It's impossible to say why the Lorraine Hansberry Theatre decided to put the two one-acts, Day of Absence by Douglas Turner Ward and Almost Nothing by Marcos Barbosa (translated by Mark O'Thomas), into a single evening's bill.
The plays would be tricky enough to produce separately. There's not a likable character in either one, and both plots are almost static. Combining them makes success all the more difficult because they have almost nothing in common -- not genre, not style, not subject matter. Their marriage feels not jarring or artistically interesting so much as it does totally random -- and bewildering.
Day of Absence does have some comedic merits. Written in 1965, the play is about a fictional Jim Crow town whose "negras" (a term created for this update that includes black people and Hispanics) have all magically disappeared, leaving the white residents with shoes unshined, bathrooms uncleaned, and babies' diapers unchanged. The diverse cast members sport clownish white masks, exaggerating gestures and speech to match -- their "Cinco de Mayo" sounds like a condiment -- reversing the minstrelsy tradition to caricature white Southerners.
What makes all this work is the pan-phonic beatboxing of Carlos Aguirre, whose rhythms create everything from the knocking on a door to the white people's "peculiar feeling" that something's amiss before they realize that their "darkies" and "chickaboos" have vanished. His music is so contagious that the characters occasionally can't resist dropping what they're doing and dancing to it, which becomes a delightful suggestion that white people get their strength in part from empowering personal soundtracks -- from an African musical tradition, no less.
But even Aguirre can't save this play from its central problem: while brave and potent in 1965, it lacks similar power now. It's hilarious and compelling to see nonwhite actors mock "crackas" at first, but the bombardment of one cartoonish white Southern stereotype after another soon makes this play feel like a repeating loop. It either recycles different versions of the same joke, or it ridicules prejudices so absolutist and explicit that it feels too easy for today's audiences -- much as its appended references to the Tea Party and the immigration debate try to bridge the temporal gap.
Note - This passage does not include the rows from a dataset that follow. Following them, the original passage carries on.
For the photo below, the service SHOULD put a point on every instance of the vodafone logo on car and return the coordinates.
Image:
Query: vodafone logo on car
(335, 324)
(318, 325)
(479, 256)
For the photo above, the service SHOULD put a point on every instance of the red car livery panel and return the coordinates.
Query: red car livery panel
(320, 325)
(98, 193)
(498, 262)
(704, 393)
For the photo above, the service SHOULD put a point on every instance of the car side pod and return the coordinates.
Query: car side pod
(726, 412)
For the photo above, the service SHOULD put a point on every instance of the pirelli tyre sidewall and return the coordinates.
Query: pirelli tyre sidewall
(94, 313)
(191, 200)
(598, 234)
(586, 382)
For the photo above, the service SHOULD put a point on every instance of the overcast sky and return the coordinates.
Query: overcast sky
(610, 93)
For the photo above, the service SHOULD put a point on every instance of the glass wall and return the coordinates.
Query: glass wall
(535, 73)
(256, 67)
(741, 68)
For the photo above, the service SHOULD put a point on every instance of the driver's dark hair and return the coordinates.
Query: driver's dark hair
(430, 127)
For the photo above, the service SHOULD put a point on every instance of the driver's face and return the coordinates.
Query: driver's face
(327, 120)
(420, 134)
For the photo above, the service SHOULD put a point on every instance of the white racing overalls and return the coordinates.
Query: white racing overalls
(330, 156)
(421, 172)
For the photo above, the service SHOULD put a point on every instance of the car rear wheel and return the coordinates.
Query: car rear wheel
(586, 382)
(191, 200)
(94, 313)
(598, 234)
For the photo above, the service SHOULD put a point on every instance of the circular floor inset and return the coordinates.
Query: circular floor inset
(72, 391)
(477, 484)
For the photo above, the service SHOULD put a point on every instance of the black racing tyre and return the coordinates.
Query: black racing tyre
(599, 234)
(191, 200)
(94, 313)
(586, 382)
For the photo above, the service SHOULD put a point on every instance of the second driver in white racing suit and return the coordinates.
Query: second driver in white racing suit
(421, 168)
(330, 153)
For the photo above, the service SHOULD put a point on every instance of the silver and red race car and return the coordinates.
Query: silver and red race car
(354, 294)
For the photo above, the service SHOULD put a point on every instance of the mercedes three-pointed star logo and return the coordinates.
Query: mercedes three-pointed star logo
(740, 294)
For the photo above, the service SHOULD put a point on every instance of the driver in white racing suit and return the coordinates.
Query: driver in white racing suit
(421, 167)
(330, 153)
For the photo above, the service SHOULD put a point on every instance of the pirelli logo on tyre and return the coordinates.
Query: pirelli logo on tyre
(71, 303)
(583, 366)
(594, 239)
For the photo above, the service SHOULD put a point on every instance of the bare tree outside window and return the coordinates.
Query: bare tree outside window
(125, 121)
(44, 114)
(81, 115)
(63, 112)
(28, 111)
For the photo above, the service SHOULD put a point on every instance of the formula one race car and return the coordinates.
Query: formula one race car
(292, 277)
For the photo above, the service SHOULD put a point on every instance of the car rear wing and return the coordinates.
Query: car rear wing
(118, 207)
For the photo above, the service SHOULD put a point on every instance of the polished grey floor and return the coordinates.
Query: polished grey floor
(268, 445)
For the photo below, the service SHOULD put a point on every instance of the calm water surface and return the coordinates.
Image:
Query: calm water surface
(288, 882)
The second drama, Almost Nothing, would be hard enough to get into on its own, but after the antics of the first, it takes a special mental effort. The show opens with a clearly shaken but affluent couple (Rhonnie Washington and Kathryn Tkel) spending an entire scene talking about a headache. The dialogue and rhythm feel startlingly real -- with sentences to nowhere and the gaping silences that follow them. But after the zippy chatter of the first show, it's tough to summon the patience for the second one, especially once it becomes apparent that the whole story -- about a hit and run, some hush money and a more deliberate murder -- is going to unfold just as the opening.
The details trickle in as veritable drops of plot that swell in a leaky faucet before, eons later, they gather enough weight to fall. It's particularly frustrating that with all this time for subtext, it doesn't become apparent until the last scene that this play is actually about the dissolution of a comfortable marriage, as each discovers the evil his or her partner is capable of.
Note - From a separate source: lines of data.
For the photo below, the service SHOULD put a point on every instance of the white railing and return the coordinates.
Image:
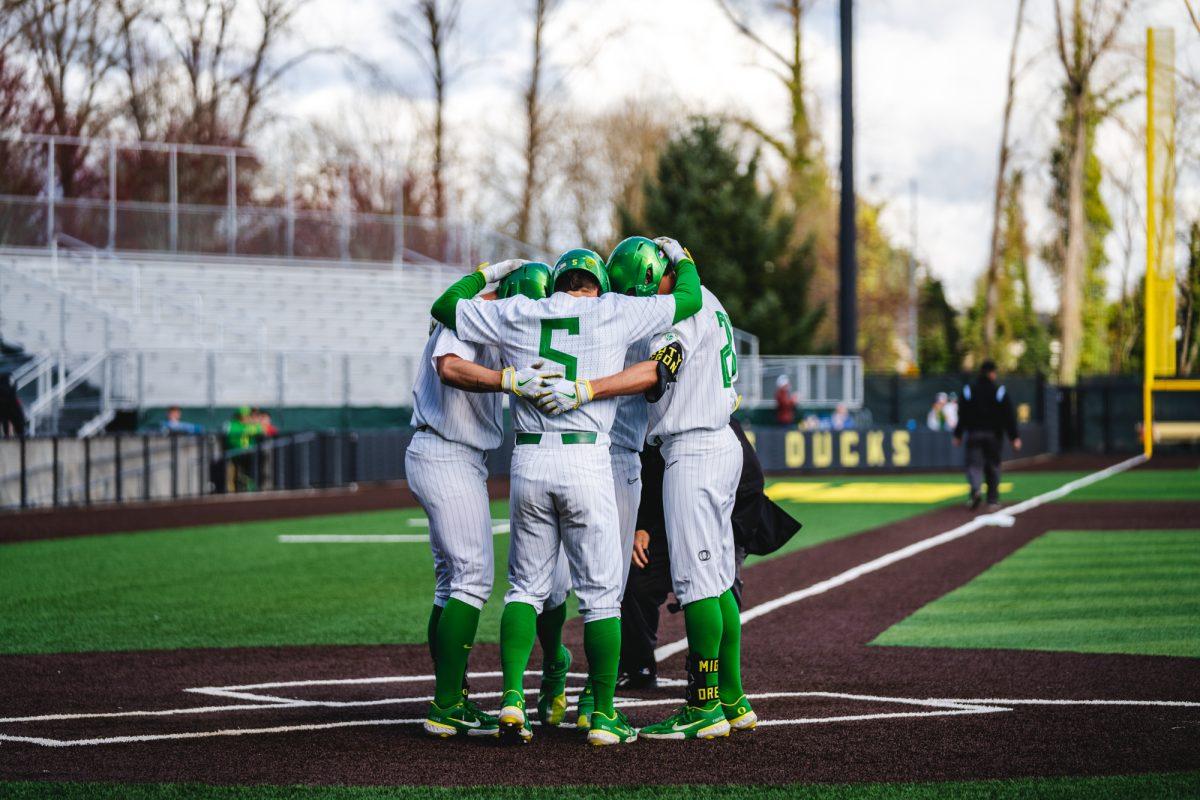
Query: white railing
(226, 224)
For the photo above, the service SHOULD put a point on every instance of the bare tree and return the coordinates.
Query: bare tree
(1083, 40)
(797, 149)
(70, 44)
(226, 79)
(427, 29)
(535, 120)
(991, 281)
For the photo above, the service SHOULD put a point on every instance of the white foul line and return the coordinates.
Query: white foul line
(983, 521)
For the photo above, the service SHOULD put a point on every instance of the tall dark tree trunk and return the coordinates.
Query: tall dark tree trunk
(991, 298)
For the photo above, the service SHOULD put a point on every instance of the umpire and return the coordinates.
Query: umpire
(985, 416)
(760, 527)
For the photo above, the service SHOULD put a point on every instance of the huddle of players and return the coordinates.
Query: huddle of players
(601, 358)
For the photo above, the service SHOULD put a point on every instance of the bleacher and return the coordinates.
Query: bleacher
(219, 331)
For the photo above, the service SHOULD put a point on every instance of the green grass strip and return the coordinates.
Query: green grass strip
(1083, 591)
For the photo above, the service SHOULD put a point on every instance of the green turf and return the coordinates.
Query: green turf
(1083, 591)
(1167, 786)
(235, 585)
(223, 585)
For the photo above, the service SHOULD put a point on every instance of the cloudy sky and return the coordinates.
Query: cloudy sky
(930, 82)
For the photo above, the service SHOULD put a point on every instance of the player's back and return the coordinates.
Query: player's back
(702, 396)
(585, 336)
(472, 419)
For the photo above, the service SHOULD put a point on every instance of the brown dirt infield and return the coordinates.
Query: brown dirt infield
(816, 647)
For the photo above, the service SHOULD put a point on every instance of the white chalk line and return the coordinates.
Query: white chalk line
(853, 573)
(937, 707)
(499, 527)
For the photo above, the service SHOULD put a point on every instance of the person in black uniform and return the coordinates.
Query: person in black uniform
(985, 416)
(760, 527)
(12, 416)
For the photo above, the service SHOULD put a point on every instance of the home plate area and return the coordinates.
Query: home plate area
(294, 708)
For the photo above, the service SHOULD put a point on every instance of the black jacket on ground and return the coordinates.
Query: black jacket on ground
(987, 408)
(760, 525)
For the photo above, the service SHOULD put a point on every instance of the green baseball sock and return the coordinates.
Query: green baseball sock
(601, 642)
(731, 649)
(702, 619)
(455, 635)
(519, 624)
(432, 633)
(550, 632)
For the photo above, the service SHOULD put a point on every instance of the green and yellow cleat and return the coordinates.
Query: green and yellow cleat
(610, 729)
(586, 705)
(552, 696)
(741, 715)
(514, 726)
(690, 722)
(462, 717)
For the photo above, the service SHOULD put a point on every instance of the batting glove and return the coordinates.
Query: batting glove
(672, 250)
(565, 396)
(531, 383)
(495, 272)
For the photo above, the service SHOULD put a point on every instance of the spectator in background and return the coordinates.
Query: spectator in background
(936, 417)
(174, 422)
(267, 429)
(987, 419)
(240, 432)
(12, 415)
(785, 401)
(952, 411)
(841, 420)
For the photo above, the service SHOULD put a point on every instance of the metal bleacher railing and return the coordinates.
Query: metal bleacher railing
(127, 304)
(279, 229)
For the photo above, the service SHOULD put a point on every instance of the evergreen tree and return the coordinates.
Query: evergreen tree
(939, 349)
(882, 293)
(1095, 354)
(701, 196)
(1021, 343)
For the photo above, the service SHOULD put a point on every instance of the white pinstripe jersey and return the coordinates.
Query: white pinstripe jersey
(633, 415)
(587, 336)
(702, 397)
(472, 419)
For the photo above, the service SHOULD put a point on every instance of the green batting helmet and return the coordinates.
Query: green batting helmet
(532, 281)
(636, 265)
(588, 260)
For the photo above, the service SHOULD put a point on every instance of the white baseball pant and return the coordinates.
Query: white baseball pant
(702, 469)
(450, 482)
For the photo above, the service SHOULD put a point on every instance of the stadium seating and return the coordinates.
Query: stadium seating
(210, 330)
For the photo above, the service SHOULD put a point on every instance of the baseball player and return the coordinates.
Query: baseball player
(760, 528)
(562, 486)
(690, 378)
(628, 437)
(456, 423)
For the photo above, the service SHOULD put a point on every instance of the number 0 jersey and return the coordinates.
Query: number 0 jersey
(585, 336)
(702, 396)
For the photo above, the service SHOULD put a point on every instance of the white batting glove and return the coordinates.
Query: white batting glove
(495, 272)
(529, 383)
(565, 396)
(672, 250)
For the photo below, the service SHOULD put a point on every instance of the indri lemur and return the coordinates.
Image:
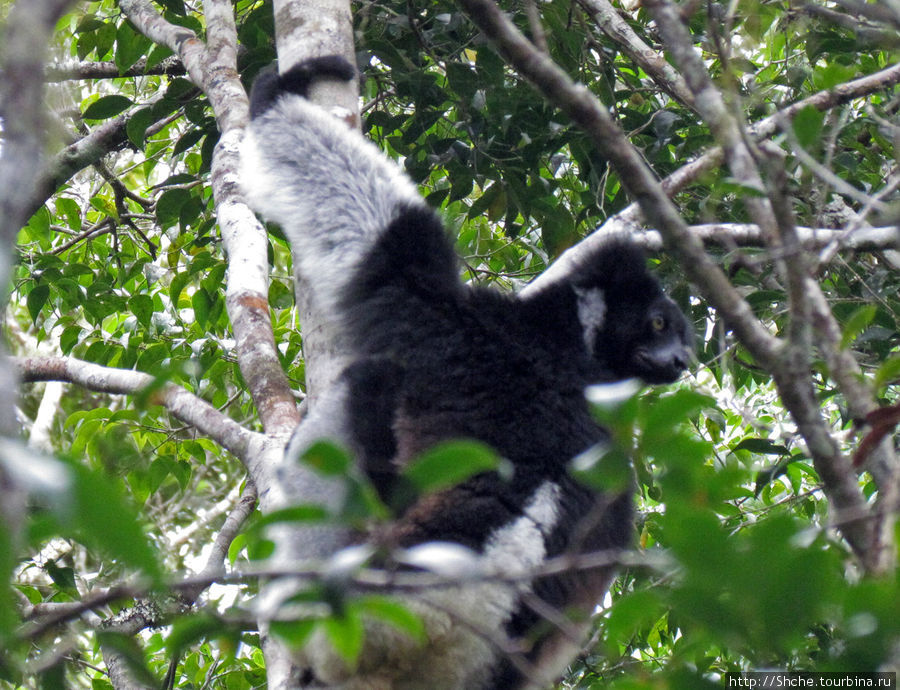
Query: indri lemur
(435, 359)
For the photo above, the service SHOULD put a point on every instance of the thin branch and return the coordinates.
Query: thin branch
(68, 71)
(655, 65)
(580, 105)
(183, 404)
(610, 141)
It's an unfortunate inauguration of the theater's new Post Street home, but the production does raise interesting questions: If a one-act were written today about the disappearance of minorities, would contemporary white people react differently? What language would they use to discuss it? And what play could be paired with this one to reveal new shades of meaning, as opposed to just rounding out the evening?
Day of Absence and Almost Nothing continue through Nov. 20 at the Lorraine Hansberry Theatre, 450 Post (at Powell), S.F. Admission is $43-$53.